Glucose Metabolic Abnormalities and Their Interaction With Defective Phosphate Homeostasis in Tumor-induced Osteomalacia.

Abstract

Context: Phosphate homeostasis was compromised in tumor-induced osteomalacia (TIO) due to increased fibroblast growth factor 23 (FGF23) secretion. Nevertheless, the glucose metabolic profile in TIO patients has not been investigated.

Objectives: This work aimed to clarify the glucose metabolic profiles in TIO patients and explore their interaction with impaired phosphate homeostasis.

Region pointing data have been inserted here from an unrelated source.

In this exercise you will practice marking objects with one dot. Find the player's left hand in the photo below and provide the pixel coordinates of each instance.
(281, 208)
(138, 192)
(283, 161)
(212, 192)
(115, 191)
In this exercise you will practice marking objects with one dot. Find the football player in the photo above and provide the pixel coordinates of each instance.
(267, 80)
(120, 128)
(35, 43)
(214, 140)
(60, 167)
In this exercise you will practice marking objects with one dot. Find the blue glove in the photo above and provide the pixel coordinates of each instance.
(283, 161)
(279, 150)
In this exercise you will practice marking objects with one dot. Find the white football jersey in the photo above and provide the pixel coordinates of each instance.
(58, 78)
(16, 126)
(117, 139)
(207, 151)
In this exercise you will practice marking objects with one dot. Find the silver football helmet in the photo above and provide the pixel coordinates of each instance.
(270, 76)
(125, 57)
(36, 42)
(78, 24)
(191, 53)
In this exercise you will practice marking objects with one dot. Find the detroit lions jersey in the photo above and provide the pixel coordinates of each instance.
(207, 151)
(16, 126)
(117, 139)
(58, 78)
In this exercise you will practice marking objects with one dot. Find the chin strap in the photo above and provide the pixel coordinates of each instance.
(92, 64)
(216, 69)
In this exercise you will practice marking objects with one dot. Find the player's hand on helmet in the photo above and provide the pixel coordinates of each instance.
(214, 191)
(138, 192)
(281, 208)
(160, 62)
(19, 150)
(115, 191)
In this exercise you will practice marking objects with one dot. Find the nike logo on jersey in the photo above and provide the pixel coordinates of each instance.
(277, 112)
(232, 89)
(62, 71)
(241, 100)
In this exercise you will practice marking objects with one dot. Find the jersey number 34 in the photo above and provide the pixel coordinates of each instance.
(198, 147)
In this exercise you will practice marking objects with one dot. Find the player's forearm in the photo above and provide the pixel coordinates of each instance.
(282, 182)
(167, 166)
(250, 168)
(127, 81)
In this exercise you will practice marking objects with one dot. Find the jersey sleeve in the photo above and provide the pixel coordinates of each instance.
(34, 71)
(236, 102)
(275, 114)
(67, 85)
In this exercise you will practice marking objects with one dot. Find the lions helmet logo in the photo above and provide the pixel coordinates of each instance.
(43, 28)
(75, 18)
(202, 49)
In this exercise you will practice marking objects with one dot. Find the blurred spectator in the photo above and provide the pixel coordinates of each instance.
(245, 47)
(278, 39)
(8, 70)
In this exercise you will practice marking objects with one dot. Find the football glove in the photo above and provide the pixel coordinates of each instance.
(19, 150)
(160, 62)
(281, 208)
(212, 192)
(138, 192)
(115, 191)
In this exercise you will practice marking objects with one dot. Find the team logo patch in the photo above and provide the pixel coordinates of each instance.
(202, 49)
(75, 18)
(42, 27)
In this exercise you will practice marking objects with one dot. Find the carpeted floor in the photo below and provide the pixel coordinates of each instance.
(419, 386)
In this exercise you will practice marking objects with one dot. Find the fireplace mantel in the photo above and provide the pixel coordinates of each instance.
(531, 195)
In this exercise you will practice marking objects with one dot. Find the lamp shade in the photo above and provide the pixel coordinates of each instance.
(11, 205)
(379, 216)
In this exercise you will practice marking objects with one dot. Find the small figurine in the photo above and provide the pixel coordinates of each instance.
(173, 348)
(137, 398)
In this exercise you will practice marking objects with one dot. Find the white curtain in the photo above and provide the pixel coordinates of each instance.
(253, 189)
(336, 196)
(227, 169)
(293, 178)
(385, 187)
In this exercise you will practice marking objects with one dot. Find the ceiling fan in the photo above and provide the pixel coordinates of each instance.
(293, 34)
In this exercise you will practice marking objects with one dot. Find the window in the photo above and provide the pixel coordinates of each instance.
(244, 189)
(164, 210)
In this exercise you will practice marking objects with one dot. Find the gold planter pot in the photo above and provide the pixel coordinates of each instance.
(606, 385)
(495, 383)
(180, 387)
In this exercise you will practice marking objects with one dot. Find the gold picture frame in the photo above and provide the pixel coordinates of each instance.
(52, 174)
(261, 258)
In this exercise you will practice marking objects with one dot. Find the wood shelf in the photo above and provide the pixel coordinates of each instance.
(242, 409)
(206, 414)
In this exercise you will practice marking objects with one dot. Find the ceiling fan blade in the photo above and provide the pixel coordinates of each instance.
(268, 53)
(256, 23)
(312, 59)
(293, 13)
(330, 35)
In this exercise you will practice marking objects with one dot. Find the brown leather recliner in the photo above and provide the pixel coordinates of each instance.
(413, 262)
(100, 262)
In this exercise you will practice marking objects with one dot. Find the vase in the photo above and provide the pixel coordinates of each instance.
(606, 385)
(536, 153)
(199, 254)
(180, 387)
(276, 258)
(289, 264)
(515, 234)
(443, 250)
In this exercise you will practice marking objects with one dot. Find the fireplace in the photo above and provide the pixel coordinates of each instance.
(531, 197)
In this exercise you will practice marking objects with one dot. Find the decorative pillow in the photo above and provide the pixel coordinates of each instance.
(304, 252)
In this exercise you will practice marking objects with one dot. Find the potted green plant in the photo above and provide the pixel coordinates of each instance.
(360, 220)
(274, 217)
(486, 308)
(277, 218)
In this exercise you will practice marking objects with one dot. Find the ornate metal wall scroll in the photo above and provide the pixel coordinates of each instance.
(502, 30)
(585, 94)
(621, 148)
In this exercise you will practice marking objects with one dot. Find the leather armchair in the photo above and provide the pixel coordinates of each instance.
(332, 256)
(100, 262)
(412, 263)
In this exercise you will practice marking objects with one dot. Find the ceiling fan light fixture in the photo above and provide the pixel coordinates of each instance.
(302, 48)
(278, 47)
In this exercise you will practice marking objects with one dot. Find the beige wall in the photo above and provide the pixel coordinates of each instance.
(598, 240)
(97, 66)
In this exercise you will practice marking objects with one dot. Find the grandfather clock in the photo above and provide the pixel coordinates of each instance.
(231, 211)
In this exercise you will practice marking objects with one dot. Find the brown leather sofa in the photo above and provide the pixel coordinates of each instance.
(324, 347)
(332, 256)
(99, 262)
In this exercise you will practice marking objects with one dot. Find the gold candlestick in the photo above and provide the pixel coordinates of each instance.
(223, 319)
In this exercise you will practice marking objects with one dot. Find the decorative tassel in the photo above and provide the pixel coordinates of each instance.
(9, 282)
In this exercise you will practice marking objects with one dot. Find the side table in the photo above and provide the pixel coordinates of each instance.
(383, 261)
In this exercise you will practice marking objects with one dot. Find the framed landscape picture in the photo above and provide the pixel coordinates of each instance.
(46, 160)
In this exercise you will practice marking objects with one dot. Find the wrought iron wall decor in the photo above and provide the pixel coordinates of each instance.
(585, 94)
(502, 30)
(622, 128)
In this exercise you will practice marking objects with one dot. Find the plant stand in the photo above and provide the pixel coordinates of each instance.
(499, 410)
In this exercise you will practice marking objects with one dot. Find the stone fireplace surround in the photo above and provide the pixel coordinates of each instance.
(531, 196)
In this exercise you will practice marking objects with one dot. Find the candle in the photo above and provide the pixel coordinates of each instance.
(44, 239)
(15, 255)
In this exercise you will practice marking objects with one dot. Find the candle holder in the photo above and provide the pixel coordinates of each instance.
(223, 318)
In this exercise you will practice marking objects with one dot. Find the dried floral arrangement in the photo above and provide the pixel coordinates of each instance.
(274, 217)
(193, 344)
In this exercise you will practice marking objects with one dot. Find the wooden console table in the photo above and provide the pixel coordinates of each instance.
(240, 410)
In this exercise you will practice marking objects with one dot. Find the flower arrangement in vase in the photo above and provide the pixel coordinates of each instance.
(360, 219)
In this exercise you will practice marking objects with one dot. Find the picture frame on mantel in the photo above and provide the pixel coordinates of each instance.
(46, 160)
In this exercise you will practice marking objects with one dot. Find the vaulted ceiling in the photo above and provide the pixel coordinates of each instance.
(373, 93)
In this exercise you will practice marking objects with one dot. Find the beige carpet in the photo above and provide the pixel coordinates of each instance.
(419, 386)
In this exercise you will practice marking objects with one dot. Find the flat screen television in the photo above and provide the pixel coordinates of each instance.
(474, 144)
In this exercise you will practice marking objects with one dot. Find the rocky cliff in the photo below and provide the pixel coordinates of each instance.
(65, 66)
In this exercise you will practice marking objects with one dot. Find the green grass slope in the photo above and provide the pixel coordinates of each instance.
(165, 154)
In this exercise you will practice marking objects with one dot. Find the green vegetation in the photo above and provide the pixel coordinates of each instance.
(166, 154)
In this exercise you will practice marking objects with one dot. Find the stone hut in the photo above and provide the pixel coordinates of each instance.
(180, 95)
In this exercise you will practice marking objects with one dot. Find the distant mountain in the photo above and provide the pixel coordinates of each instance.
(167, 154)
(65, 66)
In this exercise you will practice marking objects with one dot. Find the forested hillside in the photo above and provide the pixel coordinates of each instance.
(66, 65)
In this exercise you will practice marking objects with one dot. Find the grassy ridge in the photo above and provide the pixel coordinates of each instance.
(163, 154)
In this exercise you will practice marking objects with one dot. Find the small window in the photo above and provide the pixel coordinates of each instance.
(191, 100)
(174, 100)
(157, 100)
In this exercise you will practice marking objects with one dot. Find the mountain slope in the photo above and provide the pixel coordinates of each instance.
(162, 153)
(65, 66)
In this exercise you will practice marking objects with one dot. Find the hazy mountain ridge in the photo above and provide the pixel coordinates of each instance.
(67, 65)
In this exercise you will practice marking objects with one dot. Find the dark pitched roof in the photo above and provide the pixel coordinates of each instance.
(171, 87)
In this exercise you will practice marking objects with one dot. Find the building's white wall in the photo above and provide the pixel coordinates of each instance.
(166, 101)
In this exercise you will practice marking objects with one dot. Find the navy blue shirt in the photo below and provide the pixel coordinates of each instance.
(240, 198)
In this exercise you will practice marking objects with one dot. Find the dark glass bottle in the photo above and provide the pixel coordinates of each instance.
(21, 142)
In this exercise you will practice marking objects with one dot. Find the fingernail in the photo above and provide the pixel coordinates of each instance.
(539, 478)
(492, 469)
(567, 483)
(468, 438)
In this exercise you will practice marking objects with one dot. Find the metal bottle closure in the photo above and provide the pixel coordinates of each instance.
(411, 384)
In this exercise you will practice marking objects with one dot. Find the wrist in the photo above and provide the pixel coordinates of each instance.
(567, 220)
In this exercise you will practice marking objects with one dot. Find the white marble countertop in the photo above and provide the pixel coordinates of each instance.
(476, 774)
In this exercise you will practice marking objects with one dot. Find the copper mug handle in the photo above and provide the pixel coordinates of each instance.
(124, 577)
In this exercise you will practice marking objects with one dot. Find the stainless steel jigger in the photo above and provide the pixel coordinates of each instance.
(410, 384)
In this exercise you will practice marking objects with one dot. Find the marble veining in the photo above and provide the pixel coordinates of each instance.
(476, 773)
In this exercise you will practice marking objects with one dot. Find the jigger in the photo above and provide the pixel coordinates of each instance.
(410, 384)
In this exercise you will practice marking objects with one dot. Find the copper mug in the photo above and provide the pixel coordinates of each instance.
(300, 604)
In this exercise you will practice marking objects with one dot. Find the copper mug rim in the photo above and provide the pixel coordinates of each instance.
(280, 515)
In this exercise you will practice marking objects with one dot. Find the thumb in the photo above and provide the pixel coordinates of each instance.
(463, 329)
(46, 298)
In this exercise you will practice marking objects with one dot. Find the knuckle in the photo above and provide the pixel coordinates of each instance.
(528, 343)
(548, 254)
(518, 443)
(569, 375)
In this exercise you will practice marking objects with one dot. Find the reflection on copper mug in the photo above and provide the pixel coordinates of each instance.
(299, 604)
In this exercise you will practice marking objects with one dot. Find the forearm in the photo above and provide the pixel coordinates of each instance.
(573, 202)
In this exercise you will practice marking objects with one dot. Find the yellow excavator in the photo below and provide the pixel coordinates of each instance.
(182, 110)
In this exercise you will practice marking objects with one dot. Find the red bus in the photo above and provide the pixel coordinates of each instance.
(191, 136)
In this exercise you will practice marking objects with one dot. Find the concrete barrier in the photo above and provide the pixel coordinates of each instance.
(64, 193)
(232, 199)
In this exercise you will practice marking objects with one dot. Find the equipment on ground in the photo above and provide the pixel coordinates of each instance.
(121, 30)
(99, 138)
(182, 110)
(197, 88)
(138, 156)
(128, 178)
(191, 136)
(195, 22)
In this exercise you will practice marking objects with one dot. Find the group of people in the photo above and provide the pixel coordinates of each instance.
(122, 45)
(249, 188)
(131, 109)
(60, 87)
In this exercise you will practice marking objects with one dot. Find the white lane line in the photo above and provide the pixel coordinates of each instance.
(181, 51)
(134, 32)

Methods: 20 TIO patients, 20 individuals with normal glucose tolerance, and 20 patients with type 2 diabetes mellitus (DM) were enrolled and underwent an oral glucose tolerance test (OGTT). Serum phosphate and FGF23 concentration were monitored during OGTT.

Results: In patients with TIO, 60% (12/20) exhibited impaired glucose tolerance (IGT) and 5% (1/20) had type 2 DM. Those with IGT or type 2 DM experienced more ambulatory difficulties (69.2% vs 42.9%), lower phosphate concentrations (0.43 ± 0.10 vs 0.53 ± 0.10, P = .042), and lower calcium concentrations (2.20 ± 0.08 vs 2.30 ± 0.40, P = .001) compared to TIO patients without these conditions. According to correlation analysis, serum phosphate levels were negatively correlated with plasma glucose levels at 60 minutes (P < .001), fasting plasma insulin levels (P < .05), and homeostasis model assessment for insulin resistance (P < .05). Those with high FGF23 levels had a higher glucose level at 60 minutes (10.5 [9.3, 12.3] vs 7.3 [6.4, 10.1], P = .048) than that of low group. After glucose loading, both FGF23 and phosphate levels exhibited a decreasing trend.

Conclusion: The development of diabetes in TIO patients may be predisposed by ambulatory issues, low phosphate, and elevated FGF23 levels. Dysglycemia might further aggravate hypophosphatemia.